Modern consumers want to ensure their shoes survive an impromptu rainstorm and brands are following up by delivering multipurpose stylish footwear with waterproof properties.

“I think consumers are looking for versatility and not wanting to run around in a tall rain boot all day,” said Beth Goldstein, NPD Group executive director, industry analyst, accessories and footwear. “Brands like Sam Edelman and Vince Camuto and even Kate Spade, [all have] a style that looks like traditional fashion boots. Even though they’re all rubber you can’t tell until you get close. That’s where we see growth on the rain boot side.”

Goldstein reported that waterproof footwear outside of the rain boot category saw double-digit growth over the last two fall retail seasons. Goldstein added that the women’s category is primed for growth, adding, “It’s bigger and more fragmented—definitely more opportunity there.”

While the concept of waterproof footwear is not new, the execution is trendier as brands like Aquatalia, Sporto, Cat and Emu Australia elevate materials and designs.

Emu Australia introduced waterproof elements to its collection in 2012, when the brand started experimenting with waterproof breathable membranes. Alex Michelman, regional sales manager for Emu Australia, says if women, particularly in the Northeast, are going to drop $200 on a pair of fashion boots, they want that boot to works for all occasions. “One thing for sure is you’re not going to lose the sale if it’s waterproof,” said Michelman. “But if it’s not waterproof you could lose the sale.”
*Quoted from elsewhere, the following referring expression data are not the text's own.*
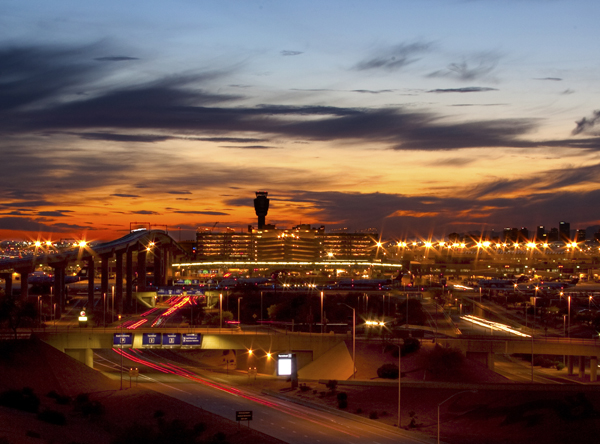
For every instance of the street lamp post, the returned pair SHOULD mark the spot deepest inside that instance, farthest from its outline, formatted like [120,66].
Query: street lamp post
[220,311]
[121,343]
[353,339]
[322,324]
[445,400]
[569,331]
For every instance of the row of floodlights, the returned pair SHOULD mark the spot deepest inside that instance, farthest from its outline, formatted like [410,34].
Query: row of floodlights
[484,244]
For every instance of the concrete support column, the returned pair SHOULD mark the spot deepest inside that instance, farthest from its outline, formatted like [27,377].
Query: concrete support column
[570,360]
[141,269]
[24,272]
[159,280]
[490,361]
[593,368]
[59,289]
[90,266]
[104,274]
[119,282]
[7,283]
[128,280]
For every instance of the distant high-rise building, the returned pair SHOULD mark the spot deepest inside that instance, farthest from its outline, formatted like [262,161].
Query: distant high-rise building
[511,235]
[261,206]
[523,234]
[564,231]
[540,233]
[553,235]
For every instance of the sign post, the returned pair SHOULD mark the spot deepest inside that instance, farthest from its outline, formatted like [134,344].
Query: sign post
[243,415]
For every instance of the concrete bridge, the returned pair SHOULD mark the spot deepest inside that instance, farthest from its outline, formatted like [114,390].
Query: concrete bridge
[483,349]
[147,245]
[318,356]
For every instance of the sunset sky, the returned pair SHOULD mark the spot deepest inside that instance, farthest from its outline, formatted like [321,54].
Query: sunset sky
[416,118]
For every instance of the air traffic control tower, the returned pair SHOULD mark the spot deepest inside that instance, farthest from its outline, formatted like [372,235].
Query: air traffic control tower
[261,206]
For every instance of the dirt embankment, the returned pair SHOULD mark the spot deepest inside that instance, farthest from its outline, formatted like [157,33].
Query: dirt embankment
[127,414]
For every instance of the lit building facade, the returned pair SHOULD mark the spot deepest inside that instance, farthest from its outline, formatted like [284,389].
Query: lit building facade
[301,243]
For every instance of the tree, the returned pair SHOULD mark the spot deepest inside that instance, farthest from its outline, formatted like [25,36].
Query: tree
[213,318]
[17,313]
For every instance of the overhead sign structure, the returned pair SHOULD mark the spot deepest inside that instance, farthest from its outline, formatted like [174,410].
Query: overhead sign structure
[171,339]
[123,339]
[151,339]
[191,340]
[284,364]
[243,415]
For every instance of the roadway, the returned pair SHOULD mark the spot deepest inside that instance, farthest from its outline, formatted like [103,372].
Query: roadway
[290,422]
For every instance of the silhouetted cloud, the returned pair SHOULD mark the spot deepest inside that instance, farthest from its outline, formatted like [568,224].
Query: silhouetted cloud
[368,91]
[55,213]
[115,59]
[249,147]
[27,224]
[208,213]
[586,123]
[463,90]
[468,70]
[394,58]
[125,195]
[148,138]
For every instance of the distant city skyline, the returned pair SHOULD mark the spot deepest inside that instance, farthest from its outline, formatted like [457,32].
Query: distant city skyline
[417,119]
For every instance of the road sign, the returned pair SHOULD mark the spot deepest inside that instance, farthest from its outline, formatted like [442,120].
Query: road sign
[171,339]
[191,339]
[151,339]
[243,415]
[122,339]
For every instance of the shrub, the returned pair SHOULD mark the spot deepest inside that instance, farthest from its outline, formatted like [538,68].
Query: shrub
[92,408]
[199,428]
[388,371]
[219,436]
[331,385]
[82,398]
[411,345]
[24,400]
[542,361]
[443,360]
[52,417]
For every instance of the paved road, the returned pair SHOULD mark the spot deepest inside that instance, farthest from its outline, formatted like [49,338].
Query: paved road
[284,420]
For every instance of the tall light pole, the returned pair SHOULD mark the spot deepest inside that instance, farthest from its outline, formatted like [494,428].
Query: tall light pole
[220,311]
[322,324]
[569,301]
[445,400]
[121,343]
[353,339]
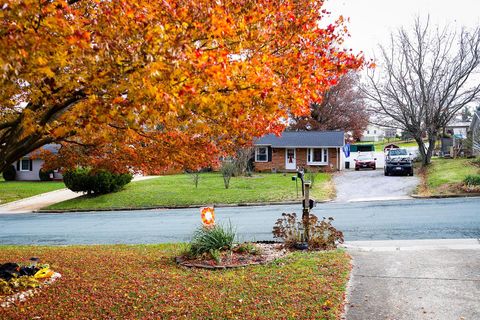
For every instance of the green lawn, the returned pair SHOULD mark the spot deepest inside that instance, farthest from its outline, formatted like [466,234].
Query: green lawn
[16,190]
[143,282]
[445,175]
[179,190]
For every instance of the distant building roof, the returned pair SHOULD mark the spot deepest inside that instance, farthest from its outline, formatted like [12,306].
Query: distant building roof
[303,139]
[459,124]
[52,147]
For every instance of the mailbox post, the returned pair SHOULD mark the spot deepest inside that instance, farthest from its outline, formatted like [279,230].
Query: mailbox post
[306,210]
[307,203]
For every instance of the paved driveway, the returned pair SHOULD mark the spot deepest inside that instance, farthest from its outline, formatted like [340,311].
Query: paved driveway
[368,185]
[415,280]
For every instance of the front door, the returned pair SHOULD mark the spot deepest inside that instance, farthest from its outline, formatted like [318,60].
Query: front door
[290,159]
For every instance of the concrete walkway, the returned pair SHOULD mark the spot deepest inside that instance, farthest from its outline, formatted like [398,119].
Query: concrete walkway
[46,199]
[414,279]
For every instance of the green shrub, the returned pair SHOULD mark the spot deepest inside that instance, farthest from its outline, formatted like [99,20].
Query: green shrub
[321,233]
[98,182]
[45,175]
[476,161]
[209,239]
[472,180]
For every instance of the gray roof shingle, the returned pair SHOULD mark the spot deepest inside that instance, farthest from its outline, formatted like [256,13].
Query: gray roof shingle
[303,139]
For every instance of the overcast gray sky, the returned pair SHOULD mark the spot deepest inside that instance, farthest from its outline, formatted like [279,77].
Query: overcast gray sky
[371,21]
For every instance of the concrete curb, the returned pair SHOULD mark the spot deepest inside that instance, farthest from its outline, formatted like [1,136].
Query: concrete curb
[453,195]
[412,245]
[219,205]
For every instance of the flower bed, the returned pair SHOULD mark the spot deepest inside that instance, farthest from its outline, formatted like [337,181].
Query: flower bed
[18,282]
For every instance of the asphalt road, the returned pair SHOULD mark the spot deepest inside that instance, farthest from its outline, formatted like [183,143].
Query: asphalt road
[370,184]
[403,219]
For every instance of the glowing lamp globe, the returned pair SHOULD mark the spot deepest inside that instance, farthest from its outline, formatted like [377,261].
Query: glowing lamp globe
[208,216]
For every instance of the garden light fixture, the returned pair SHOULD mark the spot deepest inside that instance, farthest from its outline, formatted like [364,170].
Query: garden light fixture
[208,216]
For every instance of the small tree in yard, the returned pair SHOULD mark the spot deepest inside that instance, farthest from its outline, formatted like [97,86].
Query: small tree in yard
[426,81]
[227,170]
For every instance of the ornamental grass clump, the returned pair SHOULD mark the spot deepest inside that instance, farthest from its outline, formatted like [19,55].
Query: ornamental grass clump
[212,239]
[472,180]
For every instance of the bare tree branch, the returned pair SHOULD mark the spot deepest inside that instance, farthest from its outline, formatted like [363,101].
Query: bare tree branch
[425,80]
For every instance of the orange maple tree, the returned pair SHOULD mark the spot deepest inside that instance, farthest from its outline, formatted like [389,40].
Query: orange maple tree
[147,85]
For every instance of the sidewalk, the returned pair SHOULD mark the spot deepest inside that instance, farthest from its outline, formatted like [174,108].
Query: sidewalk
[46,199]
[414,279]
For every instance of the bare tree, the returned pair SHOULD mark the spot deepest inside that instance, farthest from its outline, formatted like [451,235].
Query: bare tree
[425,81]
[342,108]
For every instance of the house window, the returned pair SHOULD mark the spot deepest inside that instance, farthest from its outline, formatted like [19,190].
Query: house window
[25,165]
[261,154]
[317,156]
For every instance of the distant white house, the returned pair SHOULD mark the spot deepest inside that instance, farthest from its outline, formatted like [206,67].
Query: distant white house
[28,167]
[459,129]
[474,130]
[373,133]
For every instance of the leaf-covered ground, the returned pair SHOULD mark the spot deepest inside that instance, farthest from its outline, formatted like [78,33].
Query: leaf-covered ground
[143,282]
[179,190]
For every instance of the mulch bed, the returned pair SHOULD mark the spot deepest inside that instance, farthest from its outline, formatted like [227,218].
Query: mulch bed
[22,296]
[268,253]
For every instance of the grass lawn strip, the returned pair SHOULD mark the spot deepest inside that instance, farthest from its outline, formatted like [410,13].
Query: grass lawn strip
[445,176]
[16,190]
[179,190]
[144,282]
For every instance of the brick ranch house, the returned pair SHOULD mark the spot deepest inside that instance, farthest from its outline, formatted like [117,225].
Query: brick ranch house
[318,150]
[28,167]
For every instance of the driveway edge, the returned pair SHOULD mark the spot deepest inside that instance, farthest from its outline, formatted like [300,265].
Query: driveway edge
[220,205]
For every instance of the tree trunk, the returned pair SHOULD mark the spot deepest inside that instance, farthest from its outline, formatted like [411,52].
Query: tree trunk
[426,153]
Keds is adding weatherized elements to its Fall ’17 collection through its new Scout boot. “We’ve experimented with weatherized features in the past but this is the first time we’ve built an entire collection around the idea,” said Keds President Gillian Meek. “The collection seamlessly integrates wet weather essentials such as water and stain repellents including Scotchgard, traction treads, all-season materials and warm linings. Interpretations of technical materials including nylon and coated twill add a touch of durability, but still feel modern.”

Meanwhile, Khombu, a division of the Eastman Group, has reached outside its core snow boot business to offer more waterproof fashion footwear. In doing so, the brand has reached new customers.

“Our aim is to expand our customer base—answering their desire for [Khombu], multi-functional, multi-seasonal fashion footwear,” said Brandy McCarty, divisional VP of global brand strategy at Eastman Group. “I would call it more of an evolution for the brand—interpreting fashion and climate trends, listening to customers, retail partner feedback and market considerations.”

Goldstein said there’s greater opportunity for brands to add waterproof features to season-less styles. “We talk about certain ankle boots and silhouettes being much more season-less and year-round. They’re still year-round and much more valuable if they’re waterproof,” said Goldstein. “I also think there’s the opportunity for traditional rain boot brands to start moving into the leather market.”

Waterproof footwear is an easy solution for unpredictable weather patterns, but the product doesn’t always sell itself. Retailers often find the concept hard to convey to consumers without infinite hang tags explaining the technology.

“I think if brands can market the fact that there are these multiple features that can get them more use out of the shoes or boots, customers are going to respond to that,” said Goldstein.